Wiley Evans, Hakai

Mission Scientist, Hakai Institute, British Columbia, Canada

 

Bio: I lead the Hakai Institute’s new Ocean Acidification Program; my research on ocean chemistry in the North Pacific is integrated with the Hakai Oceanography program, and helps monitor British Columbia’s ever-changing oceans. Learn more about my colleagues and their research here.

Wiley received a PhD in oceanography from Oregon State University in 2011, working under Burke Hales. Prior to joining Hakai, Wiley was a post-doctoral scientist at University of Alaska-Fairbanks, and a research associate at NOAA’s Pacific Marine Environmental Laboratory.

Hakai chemical oceanographer Wiley Evans (right) and Oregon State professor Burke Hales (left) install Canada’s first Burke-o-Lator machine for measuring ocean acidification in the waters off Quadra Island, British Columbia.

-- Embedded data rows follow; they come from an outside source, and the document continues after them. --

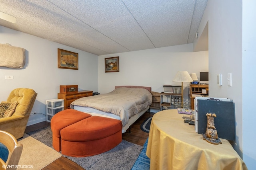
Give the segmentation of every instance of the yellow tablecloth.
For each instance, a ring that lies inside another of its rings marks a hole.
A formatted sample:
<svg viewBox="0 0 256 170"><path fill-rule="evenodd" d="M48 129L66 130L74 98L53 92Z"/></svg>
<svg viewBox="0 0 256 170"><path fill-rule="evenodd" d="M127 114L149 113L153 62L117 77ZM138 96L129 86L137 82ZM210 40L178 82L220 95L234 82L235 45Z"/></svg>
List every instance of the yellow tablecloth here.
<svg viewBox="0 0 256 170"><path fill-rule="evenodd" d="M206 142L194 126L184 123L183 115L169 109L153 116L146 153L150 170L247 169L227 140Z"/></svg>

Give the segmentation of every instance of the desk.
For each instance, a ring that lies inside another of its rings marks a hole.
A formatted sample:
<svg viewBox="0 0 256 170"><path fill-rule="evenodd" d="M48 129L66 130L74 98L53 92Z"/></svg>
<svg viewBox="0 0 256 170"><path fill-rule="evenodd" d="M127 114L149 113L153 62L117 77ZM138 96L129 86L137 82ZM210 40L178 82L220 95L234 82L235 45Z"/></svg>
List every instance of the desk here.
<svg viewBox="0 0 256 170"><path fill-rule="evenodd" d="M153 116L146 154L150 170L247 170L229 142L211 144L184 123L177 109Z"/></svg>

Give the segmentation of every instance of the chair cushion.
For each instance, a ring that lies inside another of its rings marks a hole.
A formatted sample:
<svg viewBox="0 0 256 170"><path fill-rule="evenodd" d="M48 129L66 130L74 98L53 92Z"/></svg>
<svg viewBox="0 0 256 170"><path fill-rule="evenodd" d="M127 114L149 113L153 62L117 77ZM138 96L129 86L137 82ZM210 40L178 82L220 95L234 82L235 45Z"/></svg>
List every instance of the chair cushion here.
<svg viewBox="0 0 256 170"><path fill-rule="evenodd" d="M33 90L29 88L18 88L13 90L7 100L7 102L18 102L13 115L26 115L36 94Z"/></svg>
<svg viewBox="0 0 256 170"><path fill-rule="evenodd" d="M17 102L2 102L0 104L0 118L11 116L14 113Z"/></svg>
<svg viewBox="0 0 256 170"><path fill-rule="evenodd" d="M2 143L0 143L0 158L5 162L6 162L9 155L9 150L7 147Z"/></svg>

The beer bottles on the floor, after being cleaned, are used to store water samples from other locations before testing. Photo Credit: Josh Silberg, Hakai Institute.
Hakai chemical oceanographer Wiley Evans (right) and Oregon State professor Burke Hales (left) install Canada’s first Burke-o-Lator machine for measuring ocean acidification in the waters off Quadra Island, British Columbia. The beer bottles on the floor, after being cleaned, are used to store water samples from other locations before testing. Photo Credit: Josh Silberg, Hakai Institute.

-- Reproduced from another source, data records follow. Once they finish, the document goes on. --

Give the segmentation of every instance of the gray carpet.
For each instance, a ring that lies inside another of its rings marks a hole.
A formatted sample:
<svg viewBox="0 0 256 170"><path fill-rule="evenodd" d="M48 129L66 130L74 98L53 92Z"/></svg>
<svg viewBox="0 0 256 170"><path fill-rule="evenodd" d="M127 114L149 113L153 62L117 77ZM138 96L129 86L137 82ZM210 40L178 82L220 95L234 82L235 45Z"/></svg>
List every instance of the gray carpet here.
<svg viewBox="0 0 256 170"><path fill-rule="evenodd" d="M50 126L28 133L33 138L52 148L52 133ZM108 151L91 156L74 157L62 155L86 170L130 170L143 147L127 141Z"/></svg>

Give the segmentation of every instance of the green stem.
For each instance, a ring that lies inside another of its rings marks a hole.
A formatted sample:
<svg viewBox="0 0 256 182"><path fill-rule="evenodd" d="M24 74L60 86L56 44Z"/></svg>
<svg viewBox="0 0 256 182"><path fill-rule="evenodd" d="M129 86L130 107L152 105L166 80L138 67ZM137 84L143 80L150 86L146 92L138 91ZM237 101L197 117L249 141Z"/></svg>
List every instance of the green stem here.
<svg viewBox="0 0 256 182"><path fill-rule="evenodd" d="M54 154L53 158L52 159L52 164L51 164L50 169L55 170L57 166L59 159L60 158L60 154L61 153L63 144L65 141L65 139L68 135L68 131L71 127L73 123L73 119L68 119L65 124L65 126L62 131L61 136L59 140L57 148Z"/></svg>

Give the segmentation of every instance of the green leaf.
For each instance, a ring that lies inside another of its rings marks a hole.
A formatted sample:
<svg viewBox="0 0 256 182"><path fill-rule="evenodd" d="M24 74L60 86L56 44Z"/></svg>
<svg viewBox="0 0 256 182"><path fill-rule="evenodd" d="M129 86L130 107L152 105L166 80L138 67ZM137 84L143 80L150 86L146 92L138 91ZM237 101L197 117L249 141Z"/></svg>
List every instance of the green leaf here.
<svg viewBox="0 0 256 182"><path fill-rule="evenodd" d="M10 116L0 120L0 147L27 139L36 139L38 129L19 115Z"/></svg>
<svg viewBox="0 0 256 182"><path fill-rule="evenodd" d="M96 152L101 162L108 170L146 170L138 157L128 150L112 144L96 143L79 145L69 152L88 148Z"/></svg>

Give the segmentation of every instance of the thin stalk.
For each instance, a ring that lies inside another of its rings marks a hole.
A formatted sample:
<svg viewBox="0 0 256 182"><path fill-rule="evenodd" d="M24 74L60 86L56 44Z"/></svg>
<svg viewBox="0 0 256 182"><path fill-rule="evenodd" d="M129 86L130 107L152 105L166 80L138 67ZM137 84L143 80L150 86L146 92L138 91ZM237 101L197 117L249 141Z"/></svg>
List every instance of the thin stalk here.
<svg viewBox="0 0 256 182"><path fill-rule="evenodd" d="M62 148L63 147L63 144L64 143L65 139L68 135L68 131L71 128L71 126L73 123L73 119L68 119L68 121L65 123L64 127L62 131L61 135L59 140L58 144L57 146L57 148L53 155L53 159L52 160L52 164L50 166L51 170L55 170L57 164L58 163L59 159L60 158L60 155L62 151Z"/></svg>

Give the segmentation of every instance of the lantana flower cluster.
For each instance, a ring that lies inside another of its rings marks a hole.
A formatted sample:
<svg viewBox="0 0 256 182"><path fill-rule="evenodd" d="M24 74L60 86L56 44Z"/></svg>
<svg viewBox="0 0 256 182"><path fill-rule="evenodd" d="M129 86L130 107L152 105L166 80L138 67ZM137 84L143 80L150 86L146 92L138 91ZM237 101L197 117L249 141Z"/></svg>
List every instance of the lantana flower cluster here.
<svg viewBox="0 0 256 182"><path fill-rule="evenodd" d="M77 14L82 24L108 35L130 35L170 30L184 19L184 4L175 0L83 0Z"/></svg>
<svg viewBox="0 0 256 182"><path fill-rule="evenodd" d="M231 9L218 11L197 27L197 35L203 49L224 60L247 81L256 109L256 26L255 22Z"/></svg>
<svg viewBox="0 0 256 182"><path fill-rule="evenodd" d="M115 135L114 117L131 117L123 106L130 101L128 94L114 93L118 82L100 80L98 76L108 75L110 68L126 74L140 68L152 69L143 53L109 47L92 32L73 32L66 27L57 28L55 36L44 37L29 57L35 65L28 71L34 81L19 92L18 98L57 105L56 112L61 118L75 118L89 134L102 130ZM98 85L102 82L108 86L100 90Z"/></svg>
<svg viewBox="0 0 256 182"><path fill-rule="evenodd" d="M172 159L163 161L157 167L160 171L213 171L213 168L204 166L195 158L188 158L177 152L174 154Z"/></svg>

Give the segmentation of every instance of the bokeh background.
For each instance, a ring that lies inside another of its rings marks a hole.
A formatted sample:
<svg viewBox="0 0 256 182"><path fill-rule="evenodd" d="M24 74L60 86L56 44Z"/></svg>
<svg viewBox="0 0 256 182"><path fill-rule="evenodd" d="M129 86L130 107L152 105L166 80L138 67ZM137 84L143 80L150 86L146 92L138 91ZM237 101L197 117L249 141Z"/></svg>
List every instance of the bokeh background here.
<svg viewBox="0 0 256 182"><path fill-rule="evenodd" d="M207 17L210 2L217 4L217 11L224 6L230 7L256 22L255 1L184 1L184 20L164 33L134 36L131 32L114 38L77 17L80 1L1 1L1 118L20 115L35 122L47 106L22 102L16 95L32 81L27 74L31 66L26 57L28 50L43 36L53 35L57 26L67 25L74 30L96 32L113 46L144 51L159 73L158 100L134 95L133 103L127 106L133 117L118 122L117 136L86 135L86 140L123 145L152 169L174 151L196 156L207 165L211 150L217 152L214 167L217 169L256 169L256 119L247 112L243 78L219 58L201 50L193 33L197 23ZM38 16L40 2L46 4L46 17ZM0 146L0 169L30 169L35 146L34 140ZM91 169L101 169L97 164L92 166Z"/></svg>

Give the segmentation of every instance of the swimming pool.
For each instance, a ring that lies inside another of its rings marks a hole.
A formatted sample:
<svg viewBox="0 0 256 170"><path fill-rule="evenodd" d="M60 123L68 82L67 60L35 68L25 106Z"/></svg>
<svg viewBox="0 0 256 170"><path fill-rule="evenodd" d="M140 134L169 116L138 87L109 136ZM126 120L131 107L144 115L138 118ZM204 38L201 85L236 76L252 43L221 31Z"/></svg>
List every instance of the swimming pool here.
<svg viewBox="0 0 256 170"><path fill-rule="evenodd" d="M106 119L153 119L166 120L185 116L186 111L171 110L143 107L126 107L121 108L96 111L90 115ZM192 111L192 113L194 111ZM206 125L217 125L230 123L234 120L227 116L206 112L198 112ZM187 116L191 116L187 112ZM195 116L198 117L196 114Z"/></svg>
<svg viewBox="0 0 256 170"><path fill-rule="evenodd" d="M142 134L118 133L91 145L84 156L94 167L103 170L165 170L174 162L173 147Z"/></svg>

How I’m involved with the 2016 West Coast Ocean Acidification Cruise: I’m studying inorganic carbon chemistry in coastal waters.One of our major objectives during this cruise is to compare Hakai’s laboratory measurements of inorganic carbon levels with those made by the PMEL Carbon Group. The workhorse of our program is the Burke-O-Lator, and this comparison aims to show the accuracy levels we’re capable of hitting relative to the ‘gold standard’ that is PMEL (which I can confidently claim as a former member of that team). We will collect samples from 3 hydrographic lines between Oregon and British Columbia; besides being used for the interlaboratory comparison described above, they’ll help us determine the distributions of inorganic carbon parameters from nearshore to offshore and from the surface ocean to depth in this region. The combined datasets collected by PMEL, the University of South Florida and the Hakai Institute during this cruise will advance our understanding of marine carbonate chemistry along the west coast of North America.